There are two common statistical approaches that are being followed when it comes to statistical testing i.e. The Frequentist Approach, which is based on the observation of data at a given moment or instance & The Bayesian Approach, which is basically a forecasting approach & it involves analyzing prior information.
The frequentist approach is also described as experimental or inductive as it relies on observations while the bayesian approach is theoretical or deductive as it enables to combine the information provided by data with a priori knowledge from previous studies or expert opinions.
Let us take a very simple example to understand both the concepts:-
Let us toss a coin 10 times, now when it comes to frequentist approach, the probability of getting either a head or a tail is 0.5, now let’s say we get heads on 7 out of 10 tosses, then the probability of getting the heads will be 7/10 i.e. 0.7.
Now let’s say we have a prior information through previous experiments of expert experience that heads will come 6 out of 10 times thus we have a prior probability of 0.6, now we will compare the outcome of the experiments with this prior probability.
Thus we can say that the objective of the frequentist approach is to explore the data collected in order to identify a significant effect that could only be explained through by the hypothesis of the experiment & for the bayesian approach the focus is on comparing two hypothesis by comparing the data collected at the time of the experiment with the prior information available therefore assessing the chances that one was true comparison to other.
As an organization performing experiments & relying on statistical analysis for analyzing the results of these experiments, it is thus important to understand the difference between the above two approaches on the basis of different parameters which are as shown below:-
In terms of analyzing the test data :-
Frequentist approach requires the experiment to be completed first by collecting sufficient samples before analyzing the data, this limits the test to be an offline experiment.
Bayesian approach analysis can be performed during the experiment while collecting the data. Also it is an online experiment as the analysis results get updated when new batch of data gets ingested.
Sample Size :-
Frequentist approach requires calculating the sample size prior to conducting the test, also the number of samples among test groups needs to be balanced.

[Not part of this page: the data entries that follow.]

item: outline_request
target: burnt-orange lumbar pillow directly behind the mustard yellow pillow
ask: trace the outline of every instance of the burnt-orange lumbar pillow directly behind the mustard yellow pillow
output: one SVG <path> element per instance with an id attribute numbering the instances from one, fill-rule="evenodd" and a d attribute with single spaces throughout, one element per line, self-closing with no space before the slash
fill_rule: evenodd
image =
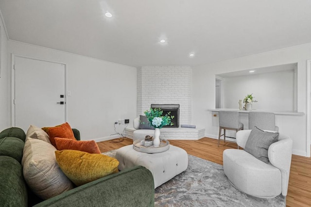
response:
<path id="1" fill-rule="evenodd" d="M 94 140 L 77 141 L 77 140 L 58 138 L 58 137 L 55 137 L 54 139 L 55 139 L 57 150 L 72 149 L 72 150 L 88 152 L 91 154 L 101 154 L 101 151 L 97 143 Z"/>

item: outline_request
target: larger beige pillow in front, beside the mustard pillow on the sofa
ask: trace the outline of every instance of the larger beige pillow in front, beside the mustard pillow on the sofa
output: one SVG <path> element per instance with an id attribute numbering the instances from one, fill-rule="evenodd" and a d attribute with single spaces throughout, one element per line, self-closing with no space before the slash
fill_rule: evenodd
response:
<path id="1" fill-rule="evenodd" d="M 52 144 L 32 138 L 28 138 L 24 146 L 22 165 L 25 181 L 42 199 L 73 189 L 73 183 L 56 162 L 55 151 Z"/>

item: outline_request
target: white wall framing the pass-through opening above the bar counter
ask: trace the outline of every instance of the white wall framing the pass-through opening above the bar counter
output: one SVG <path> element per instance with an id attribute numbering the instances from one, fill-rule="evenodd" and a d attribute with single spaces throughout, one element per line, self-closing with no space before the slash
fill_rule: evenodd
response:
<path id="1" fill-rule="evenodd" d="M 218 136 L 218 118 L 213 118 L 210 111 L 208 111 L 208 109 L 215 108 L 216 74 L 291 63 L 298 63 L 297 109 L 299 112 L 306 113 L 307 60 L 310 58 L 311 44 L 305 44 L 301 46 L 284 48 L 237 59 L 193 67 L 193 122 L 196 122 L 197 126 L 206 128 L 207 137 L 216 138 Z M 279 131 L 289 135 L 293 139 L 293 153 L 306 156 L 307 147 L 310 147 L 306 145 L 306 115 L 276 115 L 276 122 L 279 123 Z"/>

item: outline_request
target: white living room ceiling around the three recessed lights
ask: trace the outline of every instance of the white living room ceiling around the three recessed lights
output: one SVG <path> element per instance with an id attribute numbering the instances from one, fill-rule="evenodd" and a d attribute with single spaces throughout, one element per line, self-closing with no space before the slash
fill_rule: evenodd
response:
<path id="1" fill-rule="evenodd" d="M 195 66 L 311 42 L 311 0 L 0 0 L 0 10 L 10 40 L 131 66 Z"/>

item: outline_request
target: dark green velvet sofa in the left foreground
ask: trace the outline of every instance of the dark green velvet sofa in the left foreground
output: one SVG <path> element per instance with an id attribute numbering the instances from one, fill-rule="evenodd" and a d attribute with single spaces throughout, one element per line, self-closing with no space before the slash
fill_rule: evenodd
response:
<path id="1" fill-rule="evenodd" d="M 72 129 L 80 140 L 80 132 Z M 21 160 L 25 132 L 17 127 L 0 132 L 0 206 L 2 207 L 152 207 L 155 191 L 151 172 L 136 166 L 104 176 L 42 201 L 24 181 Z"/>

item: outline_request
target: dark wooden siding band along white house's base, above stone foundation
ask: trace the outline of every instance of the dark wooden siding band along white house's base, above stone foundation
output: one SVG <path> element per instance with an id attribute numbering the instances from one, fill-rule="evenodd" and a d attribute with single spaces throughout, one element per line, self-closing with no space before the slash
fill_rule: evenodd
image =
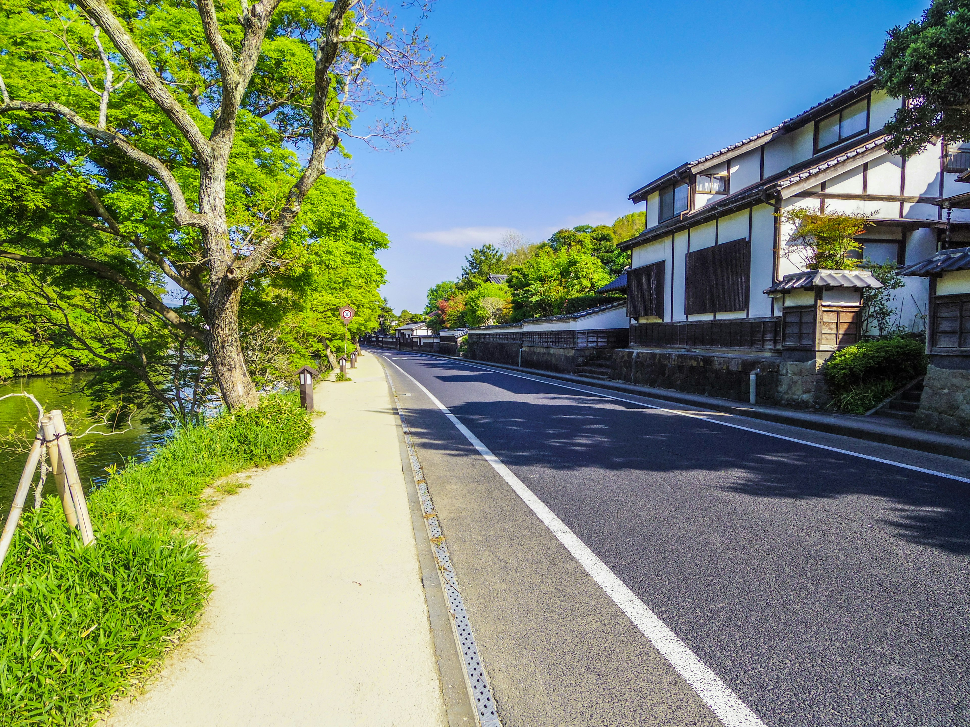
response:
<path id="1" fill-rule="evenodd" d="M 630 326 L 630 344 L 646 347 L 776 350 L 782 345 L 782 321 L 780 318 L 747 318 L 635 323 Z"/>

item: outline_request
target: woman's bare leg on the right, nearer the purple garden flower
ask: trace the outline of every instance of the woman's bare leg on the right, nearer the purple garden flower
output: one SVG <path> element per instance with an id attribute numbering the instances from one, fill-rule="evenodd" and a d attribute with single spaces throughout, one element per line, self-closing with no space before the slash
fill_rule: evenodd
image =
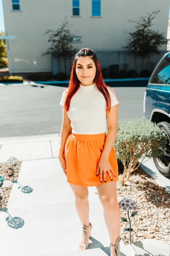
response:
<path id="1" fill-rule="evenodd" d="M 120 236 L 120 207 L 117 199 L 116 181 L 105 182 L 96 186 L 100 202 L 104 209 L 104 218 L 110 242 L 115 245 Z M 118 246 L 120 250 L 120 246 Z M 111 245 L 111 256 L 116 256 L 115 247 Z"/>

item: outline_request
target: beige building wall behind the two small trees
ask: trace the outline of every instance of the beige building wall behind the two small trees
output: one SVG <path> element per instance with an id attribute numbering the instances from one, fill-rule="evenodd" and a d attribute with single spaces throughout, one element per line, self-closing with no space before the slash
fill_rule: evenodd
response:
<path id="1" fill-rule="evenodd" d="M 161 10 L 153 20 L 151 29 L 167 35 L 169 0 L 101 0 L 102 18 L 91 18 L 92 1 L 80 0 L 80 16 L 72 16 L 72 0 L 20 0 L 21 12 L 11 11 L 11 0 L 3 0 L 5 29 L 16 39 L 9 41 L 12 72 L 51 71 L 51 57 L 41 54 L 50 46 L 47 29 L 56 30 L 66 19 L 70 32 L 82 36 L 75 48 L 93 50 L 122 50 L 128 42 L 134 23 L 146 12 Z M 166 45 L 160 48 L 166 50 Z"/>

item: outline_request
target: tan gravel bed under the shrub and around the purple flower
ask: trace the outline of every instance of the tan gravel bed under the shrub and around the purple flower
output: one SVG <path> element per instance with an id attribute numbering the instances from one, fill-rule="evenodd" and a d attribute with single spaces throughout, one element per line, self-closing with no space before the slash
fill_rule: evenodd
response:
<path id="1" fill-rule="evenodd" d="M 122 185 L 117 181 L 117 195 L 134 199 L 137 204 L 135 217 L 131 217 L 131 241 L 139 241 L 145 238 L 162 240 L 170 245 L 170 194 L 158 183 L 146 174 L 141 167 L 134 171 L 127 183 Z M 132 211 L 133 212 L 133 211 Z M 129 212 L 129 216 L 131 213 Z M 121 210 L 121 217 L 128 220 L 127 212 Z M 129 221 L 129 220 L 128 220 Z M 130 232 L 128 222 L 121 222 L 121 237 L 125 245 L 130 244 Z"/>

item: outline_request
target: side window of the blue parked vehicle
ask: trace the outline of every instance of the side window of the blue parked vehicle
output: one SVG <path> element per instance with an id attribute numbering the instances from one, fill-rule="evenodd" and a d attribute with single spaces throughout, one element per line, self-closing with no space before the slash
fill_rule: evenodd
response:
<path id="1" fill-rule="evenodd" d="M 160 62 L 156 68 L 150 83 L 152 84 L 170 84 L 170 54 Z"/>

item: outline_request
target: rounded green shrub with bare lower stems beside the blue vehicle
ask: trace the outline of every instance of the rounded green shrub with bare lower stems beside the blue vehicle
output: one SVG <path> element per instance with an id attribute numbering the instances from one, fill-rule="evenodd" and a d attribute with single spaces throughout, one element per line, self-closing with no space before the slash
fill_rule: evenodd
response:
<path id="1" fill-rule="evenodd" d="M 126 185 L 131 173 L 137 170 L 146 157 L 163 155 L 166 143 L 163 128 L 159 128 L 156 123 L 150 123 L 150 120 L 144 117 L 119 121 L 114 149 L 117 159 L 119 158 L 124 166 L 120 182 Z M 139 159 L 141 162 L 137 164 Z"/>

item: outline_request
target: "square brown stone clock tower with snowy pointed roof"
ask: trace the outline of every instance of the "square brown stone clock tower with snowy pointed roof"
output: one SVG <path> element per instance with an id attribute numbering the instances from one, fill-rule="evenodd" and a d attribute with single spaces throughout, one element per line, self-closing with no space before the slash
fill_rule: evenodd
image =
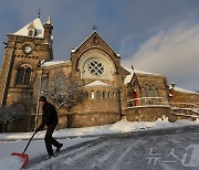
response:
<path id="1" fill-rule="evenodd" d="M 51 19 L 42 25 L 36 18 L 15 33 L 8 34 L 0 75 L 0 106 L 21 107 L 29 114 L 24 121 L 30 127 L 31 115 L 35 113 L 33 85 L 39 78 L 38 71 L 43 61 L 53 59 Z"/>

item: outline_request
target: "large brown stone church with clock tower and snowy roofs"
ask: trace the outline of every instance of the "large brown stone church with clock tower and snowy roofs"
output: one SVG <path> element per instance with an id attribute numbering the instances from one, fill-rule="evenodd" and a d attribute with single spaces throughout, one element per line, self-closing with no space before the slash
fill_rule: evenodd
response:
<path id="1" fill-rule="evenodd" d="M 84 97 L 70 111 L 56 107 L 57 128 L 107 125 L 123 118 L 155 121 L 163 117 L 170 120 L 197 117 L 198 93 L 170 85 L 164 75 L 123 67 L 121 55 L 96 30 L 71 50 L 70 61 L 53 60 L 52 30 L 50 18 L 44 24 L 36 18 L 8 34 L 0 75 L 0 105 L 20 107 L 25 115 L 10 124 L 9 131 L 30 131 L 38 126 L 42 114 L 38 97 L 44 95 L 53 103 L 41 88 L 46 82 L 48 88 L 59 78 L 81 85 Z M 185 109 L 188 106 L 189 111 Z"/>

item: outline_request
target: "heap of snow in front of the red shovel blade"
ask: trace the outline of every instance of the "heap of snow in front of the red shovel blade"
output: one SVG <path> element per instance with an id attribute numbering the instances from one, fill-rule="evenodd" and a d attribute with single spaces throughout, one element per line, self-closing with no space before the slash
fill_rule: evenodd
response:
<path id="1" fill-rule="evenodd" d="M 0 170 L 20 170 L 22 164 L 22 159 L 10 156 L 0 160 Z"/>

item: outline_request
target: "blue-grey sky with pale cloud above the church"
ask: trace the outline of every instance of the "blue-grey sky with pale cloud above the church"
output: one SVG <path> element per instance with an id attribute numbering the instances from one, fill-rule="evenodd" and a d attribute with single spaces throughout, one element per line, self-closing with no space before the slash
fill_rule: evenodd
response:
<path id="1" fill-rule="evenodd" d="M 69 61 L 95 24 L 124 66 L 199 91 L 199 0 L 3 0 L 0 63 L 6 34 L 33 21 L 39 9 L 42 23 L 52 18 L 54 60 Z"/>

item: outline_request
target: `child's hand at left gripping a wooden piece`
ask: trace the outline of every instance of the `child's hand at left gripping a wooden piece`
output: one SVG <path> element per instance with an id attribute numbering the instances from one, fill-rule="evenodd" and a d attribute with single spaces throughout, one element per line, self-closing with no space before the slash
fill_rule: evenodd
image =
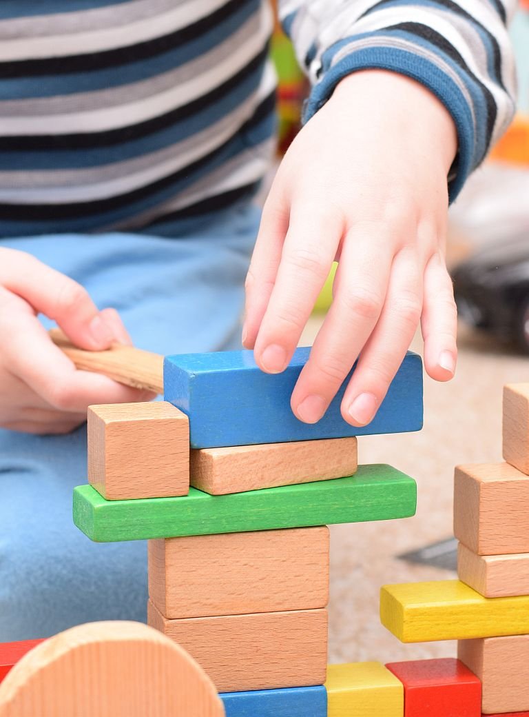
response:
<path id="1" fill-rule="evenodd" d="M 67 433 L 87 407 L 153 394 L 77 371 L 37 319 L 57 321 L 81 348 L 130 343 L 114 309 L 97 311 L 85 289 L 34 257 L 0 248 L 0 426 L 29 433 Z"/>

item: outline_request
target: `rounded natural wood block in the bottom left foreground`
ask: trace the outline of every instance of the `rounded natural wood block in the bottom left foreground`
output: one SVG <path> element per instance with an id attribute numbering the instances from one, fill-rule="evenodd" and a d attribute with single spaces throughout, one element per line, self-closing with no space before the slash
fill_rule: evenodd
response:
<path id="1" fill-rule="evenodd" d="M 199 665 L 138 622 L 92 622 L 34 647 L 0 685 L 0 717 L 223 717 Z"/>

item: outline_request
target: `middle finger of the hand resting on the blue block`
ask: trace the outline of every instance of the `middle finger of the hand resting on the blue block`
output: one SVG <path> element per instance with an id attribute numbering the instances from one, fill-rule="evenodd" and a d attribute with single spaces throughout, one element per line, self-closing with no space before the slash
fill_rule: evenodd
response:
<path id="1" fill-rule="evenodd" d="M 382 227 L 348 232 L 333 304 L 292 393 L 292 410 L 302 421 L 323 416 L 376 325 L 391 270 L 389 236 Z"/>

Bayesian approach does not require a pre-defined sample size & also there is no need to have same number of samples amongst the test groups thus allowing an imbalanced sample size.
Test results explanation :-
For the frequentist approach, conclusions can be made like “We reject/ fail to reject the hypothesis that group A is better then group B. This conclusion is based on the observation of the historical data collected during the test. This approach uses p-value in order to quantify the confidence of the business conclusions.
For the bayesian approach, we introduce the element of probability while making an interpretation of results such as “ There is a 98% probability that group A is better than group B”. Thus this probabilistic result quantifies the confidence of the business conclusions.
Leveraging Test Results :-
Frequentist approach gives summary statistics of the samples collected during the experiment period, thus cannot be used for making any conclusions about the future unseen data.
Bayesian approach leverages the parameters of the distribution from the data & gives the posterior predictive distribution for unobserved, future values on the observed data.
Duration of the Test :-
In the frequentist approach, the duration of the experiment can be estimated basis the designed sample size as it is easy to estimate how long an experiment will be conducted.
In the bayesian approach, the duration of the experiment cannot be estimated as more samples coming every day helps to get more confidence conclusions, but cannot estimate how long a specific experiment would take.
Granularity of input data :-
In the frequentist approach, the level of granularity of the input data is at the very base level for eg: data collected basis each user / ID & also it depends on the duration for which the test is conducted.
In the bayesian approach, the level of granularity of the data depends on the frequency of the updating the test results, for eg : in case you are testing the Click through rate & the results are updated every 24 hours, one needs to calculate the number of total seen events & number of click events every day in order to arrive at the daily click through rate.
Performing Multiple Comparison :-
Frequentist approach leverages bonferonni adjustment in case when multiple variants are required to be tested at the same time.
Bayesian approach uses hierarchical bayesian methods for cases involving multiple variants.
Testing Approach :-
The frequentist approach recommends different tests based on the distribution(s) that a variable of variable(s) follows.
The bayesian approach leverages conjugate families for variables following different distributions for eg : Click through rate would leverage the beta distribution conjugate wherein prior parameters need to be set for the beta distribution, collected data is updated basis the baye’s rules in order to get the posterior of the parameters, then samples are taken from the posterior distribution & inferences are made on the test results accordingly.